My story... (There is a good ending, so don't worry)

April 10, 2015 1 Comment

Hello all ....  

It took me a while to post this, but I'm finely ready :-) 

This is my personal story, I am a domestic violence survivor and I want to share with you a little about this, I would like to help raise the awareness of domestic violence and I wish you would help and pass it forward. STOP DOMESTIC VIOLENCE !   

Thank you for taking the time to read!

 

I first read about domestic violence in 2003 when I was living in Israel. “One out of every six women suffers from domestic violence.” That’s when it became real.

I looked around me and started counting every 6th woman I saw. One of them is like me.

 

It didn't comfort me to know I wasn’t alone. And it didn't make me feel less embarrassed. I could not talk about it with anyone—I could barely admit it to myself. I can’t even remember exactly when it started. I just knew I was in that place for a very long time. And when I was carrying our newborn in my arms, I was sure things would change. Nothing changed. I thought things would get better, not worse. But they did get worse.

 

I was 21 when I met the person I married four years later. There were warning signs, but I ignored them. I learned the hard way, and also that being in our early 20’s, sometimes we are too young to understand life’s challenges. Although two decades have almost passed, I still feel like I am paying for my young ignorance. I feel guilty for inviting this trauma into my life. Even worse, I find it almost impossible to forgive myself for granting my daughter a father like that. She is almost 12 years old, and I feel that any of her residual suffering is due to my poor decision-making. 

 

In the United States today, domestic-violence statistics point to one-out-of-four as victims, and in some areas, one-out-of-three. It has no boundaries; it could be anywhere, any economic status, and any education level. It could be anyone. And usually it's a secret. But it's all around you.

 

I didn't speak out about my situation because I was ashamed. I didn't want people to judge, to feel sorry for me, or look at me with pity. I couldn't imagine answering others’ questions, and I couldn't find answers to the questions I already had for myself.

 

I did not come from a rich family, but we had economic resources. I could have financially supported my daughter and myself, and we could have had emotional support from my family. I was not dependent on my abuser for monetary support. So why didn’t I just leave the first time it happened?
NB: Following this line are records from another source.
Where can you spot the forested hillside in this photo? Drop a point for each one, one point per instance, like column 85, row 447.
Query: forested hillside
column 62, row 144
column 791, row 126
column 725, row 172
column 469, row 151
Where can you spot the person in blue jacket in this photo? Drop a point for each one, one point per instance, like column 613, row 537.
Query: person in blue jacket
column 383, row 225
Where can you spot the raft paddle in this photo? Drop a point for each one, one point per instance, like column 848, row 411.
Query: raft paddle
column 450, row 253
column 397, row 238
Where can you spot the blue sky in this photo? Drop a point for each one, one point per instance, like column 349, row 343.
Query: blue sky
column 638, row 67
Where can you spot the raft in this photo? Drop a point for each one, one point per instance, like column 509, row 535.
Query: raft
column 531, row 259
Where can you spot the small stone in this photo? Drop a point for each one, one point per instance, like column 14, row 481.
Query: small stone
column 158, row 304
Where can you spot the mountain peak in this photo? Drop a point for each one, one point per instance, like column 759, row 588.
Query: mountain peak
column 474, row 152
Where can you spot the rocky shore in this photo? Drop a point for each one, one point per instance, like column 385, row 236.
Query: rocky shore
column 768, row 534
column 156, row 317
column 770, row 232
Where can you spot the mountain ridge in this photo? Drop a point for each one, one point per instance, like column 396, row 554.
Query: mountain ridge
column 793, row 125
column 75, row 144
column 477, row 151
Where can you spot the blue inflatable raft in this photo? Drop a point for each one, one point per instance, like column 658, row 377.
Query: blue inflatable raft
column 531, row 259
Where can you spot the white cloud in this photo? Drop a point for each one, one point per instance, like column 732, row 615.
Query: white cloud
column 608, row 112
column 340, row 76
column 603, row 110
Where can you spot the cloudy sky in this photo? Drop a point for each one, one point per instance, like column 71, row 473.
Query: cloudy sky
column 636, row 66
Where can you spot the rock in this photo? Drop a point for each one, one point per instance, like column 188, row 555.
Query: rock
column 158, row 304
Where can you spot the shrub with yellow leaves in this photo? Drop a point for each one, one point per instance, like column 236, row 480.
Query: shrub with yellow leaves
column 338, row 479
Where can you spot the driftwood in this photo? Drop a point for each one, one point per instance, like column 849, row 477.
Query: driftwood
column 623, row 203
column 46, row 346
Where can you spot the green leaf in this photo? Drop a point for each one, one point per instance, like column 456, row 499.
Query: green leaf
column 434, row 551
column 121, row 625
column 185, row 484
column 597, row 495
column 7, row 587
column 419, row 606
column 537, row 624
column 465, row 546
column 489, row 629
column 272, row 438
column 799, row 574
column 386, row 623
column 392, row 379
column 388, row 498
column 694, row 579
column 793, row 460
Why didn’t I just leave after the 10th time? 

I am still figuring out that answer. The only thing I know is, and I am admitting it out loud, “I was a victim of domestic abuse and violence.”

 

Domestic violence happens in your home, the place you think you are safe, the place you run to at the end of the day, happy to be back. Home is such a cozy word. Not for those who suffer the worst. I used to hate going home. I used to be relieved when my home was empty. I used to hide my bruises and black-and-blue marks. I became a shadow of myself. No happiness, no laughing, no confidence—just bitterness and anger.

 

When I first talked about it out openly, it was in a therapy session. It took a few months before I could even speak about my experiences. After that session, I learned how to talk about it. It was extremely difficult—even harder than breaking up the marriage. It opened old wounds and created new scars. The abusive person that I was married to claimed I made up everything, and he did everything in his power to seek revenge for my speaking up. My divorce was even worse than the marriage. Old wounds opened, but talking, and this process of therapy allowed them to heal properly, once and for all.

 

And there is a happy ending to this story. I met somebody else, we have two children together, and we have been happier than ever for the past 10 years. Even when my ex-husband still tries to interfere in my life, I don’t allow that. 

I’ve learned how to cherish my family, even though it’s been a very rough journey. You know how a wounded animal becomes aggressive if someone tries to touch it? People react the same. When they are wounded inside their soul, they are not always so nice to other people; they can be aggressive too. So next time someone is not so nice to you, remember he/she may be carrying a wounded soul. Unfortunately, I know this. 

 

My family has supported and stood up for me as long as I have needed. They suffer with me, cry with me, but also laugh with me, and love me. As I love them.

I have discovered many good things during my journey, and I wish to pay it forward. Be kind and courageous, and you can do anything, for yourself and for others. 

 

Xo 





1 Response

Ana Paula choza
Ana Paula choza

May 16, 2015

as I was reading your story I realized that I also was a victim in my first marriage…
I came out of it just in time!!!
thank you and well done with your business and your life!